Winter Queen

Home > Fantasy > Winter Queen > Page 24
Winter Queen Page 24

by Amber Argyle


  “A fairy’s kiss also has the power to kill,” she said.

  His veins stood out on his neck. He stumbled, panic on his face.

  She reached toward him. She felt no more enmity. He’d paid with his life. “Tell the dead the winter queen wishes them well. After all, we serve the same side of the Balance.” She pressed her fingers to the man’s neck and allowed her cold to surge into him.

  He froze, a rictus of pain on his face. Ilyenna cocked her head to the side. Such a horrific sight. With a gentle push, she tipped him over. He shattered into a million pieces.

  “Now he knows how it feels.” She wasn’t sure why she’d said the words, but they felt right.

  The fire snapped in the hearth. It was making the room unbearably warm. Ilyenna held out her hand. Ice flowed from her palm, freezing the flames in place. “Ah,” she sighed. “Much better.”

  But her relief over the man’s death was short lived. The fairies were still furious—unlike Ilyenna, their anger hadn’t been assuaged by his death. They wanted their own vengeance. Entwined as their minds were, their emotions overwhelmed her. Their need became hers.
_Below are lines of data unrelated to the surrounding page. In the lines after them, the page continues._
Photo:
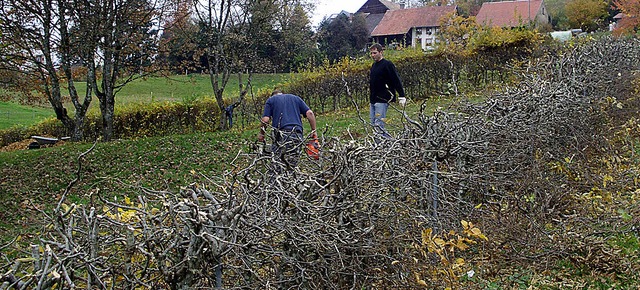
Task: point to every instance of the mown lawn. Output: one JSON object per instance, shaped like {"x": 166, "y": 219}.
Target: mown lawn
{"x": 180, "y": 88}
{"x": 12, "y": 114}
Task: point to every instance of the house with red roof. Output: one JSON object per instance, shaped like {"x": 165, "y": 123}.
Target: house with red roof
{"x": 415, "y": 27}
{"x": 509, "y": 14}
{"x": 373, "y": 11}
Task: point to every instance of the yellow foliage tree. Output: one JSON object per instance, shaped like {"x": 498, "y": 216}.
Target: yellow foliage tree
{"x": 586, "y": 14}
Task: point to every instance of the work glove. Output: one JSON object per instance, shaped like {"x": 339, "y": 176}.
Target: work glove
{"x": 313, "y": 147}
{"x": 259, "y": 147}
{"x": 402, "y": 101}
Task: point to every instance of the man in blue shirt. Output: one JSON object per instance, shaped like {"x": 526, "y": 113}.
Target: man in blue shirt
{"x": 285, "y": 111}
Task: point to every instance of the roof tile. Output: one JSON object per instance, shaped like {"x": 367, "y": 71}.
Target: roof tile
{"x": 401, "y": 21}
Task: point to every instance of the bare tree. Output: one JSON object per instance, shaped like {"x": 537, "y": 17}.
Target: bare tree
{"x": 354, "y": 218}
{"x": 41, "y": 42}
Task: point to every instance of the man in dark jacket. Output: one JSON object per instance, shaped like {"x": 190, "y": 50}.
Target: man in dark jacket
{"x": 384, "y": 84}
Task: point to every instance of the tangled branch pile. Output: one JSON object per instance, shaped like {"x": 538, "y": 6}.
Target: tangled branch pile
{"x": 355, "y": 217}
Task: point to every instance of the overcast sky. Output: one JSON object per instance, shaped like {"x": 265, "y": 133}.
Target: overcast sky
{"x": 328, "y": 7}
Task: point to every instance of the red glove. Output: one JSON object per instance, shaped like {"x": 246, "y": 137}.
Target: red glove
{"x": 313, "y": 147}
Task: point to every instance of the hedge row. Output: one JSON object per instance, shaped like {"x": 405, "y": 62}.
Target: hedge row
{"x": 324, "y": 89}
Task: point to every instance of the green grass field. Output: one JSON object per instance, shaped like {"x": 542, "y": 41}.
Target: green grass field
{"x": 155, "y": 89}
{"x": 181, "y": 88}
{"x": 12, "y": 114}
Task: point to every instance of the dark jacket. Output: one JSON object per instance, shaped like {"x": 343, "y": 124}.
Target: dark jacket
{"x": 384, "y": 82}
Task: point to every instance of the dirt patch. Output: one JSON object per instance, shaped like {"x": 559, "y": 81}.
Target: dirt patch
{"x": 24, "y": 145}
{"x": 20, "y": 145}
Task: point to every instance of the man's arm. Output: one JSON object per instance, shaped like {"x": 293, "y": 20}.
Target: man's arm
{"x": 312, "y": 122}
{"x": 263, "y": 127}
{"x": 395, "y": 81}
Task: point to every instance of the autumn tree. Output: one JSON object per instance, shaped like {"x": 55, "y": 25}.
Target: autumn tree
{"x": 587, "y": 15}
{"x": 125, "y": 43}
{"x": 179, "y": 41}
{"x": 42, "y": 41}
{"x": 558, "y": 15}
{"x": 456, "y": 31}
{"x": 630, "y": 21}
{"x": 292, "y": 43}
{"x": 343, "y": 36}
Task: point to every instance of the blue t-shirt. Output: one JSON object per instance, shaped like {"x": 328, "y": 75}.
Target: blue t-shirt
{"x": 285, "y": 111}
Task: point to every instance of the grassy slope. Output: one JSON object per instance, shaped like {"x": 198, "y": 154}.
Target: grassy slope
{"x": 38, "y": 177}
{"x": 12, "y": 114}
{"x": 155, "y": 89}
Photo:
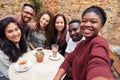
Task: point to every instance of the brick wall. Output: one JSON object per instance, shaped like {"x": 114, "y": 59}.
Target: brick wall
{"x": 72, "y": 9}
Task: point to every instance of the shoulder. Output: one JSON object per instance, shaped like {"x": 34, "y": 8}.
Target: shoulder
{"x": 3, "y": 55}
{"x": 98, "y": 39}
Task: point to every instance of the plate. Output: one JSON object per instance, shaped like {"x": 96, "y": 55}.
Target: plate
{"x": 54, "y": 58}
{"x": 18, "y": 69}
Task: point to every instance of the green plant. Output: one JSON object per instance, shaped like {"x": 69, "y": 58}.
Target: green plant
{"x": 38, "y": 6}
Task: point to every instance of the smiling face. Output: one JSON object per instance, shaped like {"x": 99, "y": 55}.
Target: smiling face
{"x": 44, "y": 20}
{"x": 90, "y": 25}
{"x": 27, "y": 14}
{"x": 59, "y": 23}
{"x": 74, "y": 31}
{"x": 13, "y": 33}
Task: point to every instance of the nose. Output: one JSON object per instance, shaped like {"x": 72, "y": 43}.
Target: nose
{"x": 72, "y": 32}
{"x": 15, "y": 33}
{"x": 88, "y": 24}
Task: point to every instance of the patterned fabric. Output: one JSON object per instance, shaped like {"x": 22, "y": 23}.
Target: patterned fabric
{"x": 37, "y": 38}
{"x": 4, "y": 65}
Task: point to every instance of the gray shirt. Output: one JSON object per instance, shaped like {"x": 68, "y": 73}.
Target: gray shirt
{"x": 4, "y": 64}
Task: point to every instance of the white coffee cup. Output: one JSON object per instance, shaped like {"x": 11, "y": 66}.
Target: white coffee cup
{"x": 23, "y": 64}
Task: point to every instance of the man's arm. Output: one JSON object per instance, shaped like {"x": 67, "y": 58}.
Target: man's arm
{"x": 59, "y": 74}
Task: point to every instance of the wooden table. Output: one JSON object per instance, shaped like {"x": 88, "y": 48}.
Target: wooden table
{"x": 45, "y": 70}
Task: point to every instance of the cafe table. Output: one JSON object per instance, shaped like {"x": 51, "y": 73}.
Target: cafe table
{"x": 45, "y": 70}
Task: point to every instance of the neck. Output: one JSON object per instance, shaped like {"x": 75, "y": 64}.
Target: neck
{"x": 20, "y": 22}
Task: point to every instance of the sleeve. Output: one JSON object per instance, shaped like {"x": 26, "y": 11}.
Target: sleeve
{"x": 99, "y": 61}
{"x": 4, "y": 64}
{"x": 68, "y": 47}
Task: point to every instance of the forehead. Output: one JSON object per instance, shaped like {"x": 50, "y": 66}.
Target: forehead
{"x": 93, "y": 15}
{"x": 74, "y": 25}
{"x": 28, "y": 8}
{"x": 45, "y": 16}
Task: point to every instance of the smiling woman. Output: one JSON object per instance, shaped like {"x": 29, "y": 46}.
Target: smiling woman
{"x": 12, "y": 45}
{"x": 92, "y": 54}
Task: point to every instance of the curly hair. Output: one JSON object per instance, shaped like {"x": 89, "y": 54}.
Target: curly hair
{"x": 49, "y": 28}
{"x": 98, "y": 10}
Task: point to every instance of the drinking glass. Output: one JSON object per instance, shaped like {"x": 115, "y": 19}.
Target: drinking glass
{"x": 55, "y": 48}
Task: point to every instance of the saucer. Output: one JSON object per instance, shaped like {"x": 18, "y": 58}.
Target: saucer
{"x": 54, "y": 58}
{"x": 18, "y": 69}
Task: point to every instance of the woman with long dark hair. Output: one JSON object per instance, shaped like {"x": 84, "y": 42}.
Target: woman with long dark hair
{"x": 12, "y": 45}
{"x": 43, "y": 34}
{"x": 60, "y": 32}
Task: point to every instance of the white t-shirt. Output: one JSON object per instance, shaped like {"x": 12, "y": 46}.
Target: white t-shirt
{"x": 71, "y": 45}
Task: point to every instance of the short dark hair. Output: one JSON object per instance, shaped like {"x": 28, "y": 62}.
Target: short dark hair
{"x": 30, "y": 5}
{"x": 74, "y": 21}
{"x": 98, "y": 10}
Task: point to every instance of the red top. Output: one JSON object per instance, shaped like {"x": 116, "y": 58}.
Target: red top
{"x": 89, "y": 59}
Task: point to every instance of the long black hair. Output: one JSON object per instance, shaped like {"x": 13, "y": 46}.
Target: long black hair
{"x": 8, "y": 47}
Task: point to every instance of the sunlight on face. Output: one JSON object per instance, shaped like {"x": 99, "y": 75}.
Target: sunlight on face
{"x": 59, "y": 23}
{"x": 13, "y": 32}
{"x": 91, "y": 24}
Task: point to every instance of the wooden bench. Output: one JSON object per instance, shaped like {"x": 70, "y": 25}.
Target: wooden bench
{"x": 116, "y": 64}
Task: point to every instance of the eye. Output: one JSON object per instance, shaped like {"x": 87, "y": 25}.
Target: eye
{"x": 75, "y": 29}
{"x": 17, "y": 29}
{"x": 93, "y": 22}
{"x": 10, "y": 31}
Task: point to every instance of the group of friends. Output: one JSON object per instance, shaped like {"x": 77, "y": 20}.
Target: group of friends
{"x": 86, "y": 53}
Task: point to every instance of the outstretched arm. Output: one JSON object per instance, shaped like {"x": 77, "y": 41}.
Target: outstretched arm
{"x": 59, "y": 74}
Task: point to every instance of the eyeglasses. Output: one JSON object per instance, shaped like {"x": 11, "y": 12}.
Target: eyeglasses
{"x": 31, "y": 14}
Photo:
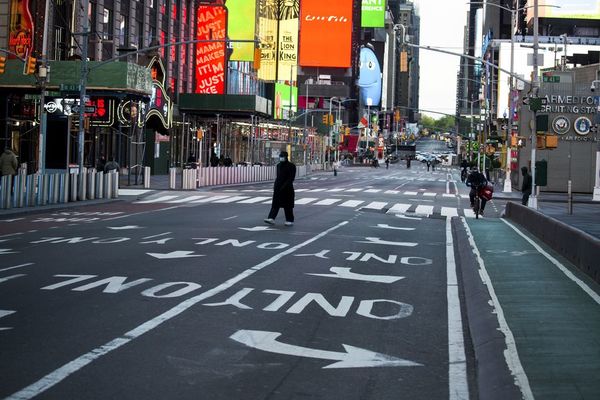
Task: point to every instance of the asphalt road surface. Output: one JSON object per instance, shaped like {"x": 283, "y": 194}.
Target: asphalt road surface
{"x": 189, "y": 295}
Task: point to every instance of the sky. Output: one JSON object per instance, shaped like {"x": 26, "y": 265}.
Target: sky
{"x": 442, "y": 25}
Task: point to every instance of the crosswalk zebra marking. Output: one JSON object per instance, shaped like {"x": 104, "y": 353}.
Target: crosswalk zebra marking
{"x": 253, "y": 200}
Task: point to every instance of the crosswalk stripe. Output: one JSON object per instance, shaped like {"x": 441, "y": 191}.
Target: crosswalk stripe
{"x": 427, "y": 210}
{"x": 375, "y": 205}
{"x": 327, "y": 202}
{"x": 399, "y": 208}
{"x": 186, "y": 199}
{"x": 252, "y": 200}
{"x": 231, "y": 199}
{"x": 209, "y": 199}
{"x": 468, "y": 213}
{"x": 156, "y": 200}
{"x": 306, "y": 200}
{"x": 449, "y": 212}
{"x": 351, "y": 203}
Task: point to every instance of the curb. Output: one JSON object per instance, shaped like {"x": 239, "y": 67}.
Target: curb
{"x": 580, "y": 248}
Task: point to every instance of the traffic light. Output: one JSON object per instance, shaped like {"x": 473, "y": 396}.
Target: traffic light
{"x": 30, "y": 66}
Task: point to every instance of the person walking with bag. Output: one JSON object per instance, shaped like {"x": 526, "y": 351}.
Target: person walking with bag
{"x": 283, "y": 191}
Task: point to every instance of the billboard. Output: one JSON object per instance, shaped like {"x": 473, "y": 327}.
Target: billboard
{"x": 572, "y": 9}
{"x": 267, "y": 34}
{"x": 241, "y": 24}
{"x": 287, "y": 51}
{"x": 283, "y": 94}
{"x": 372, "y": 14}
{"x": 210, "y": 56}
{"x": 326, "y": 33}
  She heard voices and turned. Qari, Tanyis, and Ursella flew into the room. Ilyenna let out a squeal of delight. Each of them came and pressed their lips to hers. Winter embraced her more tightly.

  Qari, her wings like frost flowers, beamed. “Summer has withdrawn.”

  “We are free to dance!” Tanyis fluttered her wings in excitement.

  Beating her wings like shards of ice so fast they blurred, Ursella zoomed across the room and hovered above what remained of the dead man. Her tiny nose turned up in disgust. “Your kind will pay for that.”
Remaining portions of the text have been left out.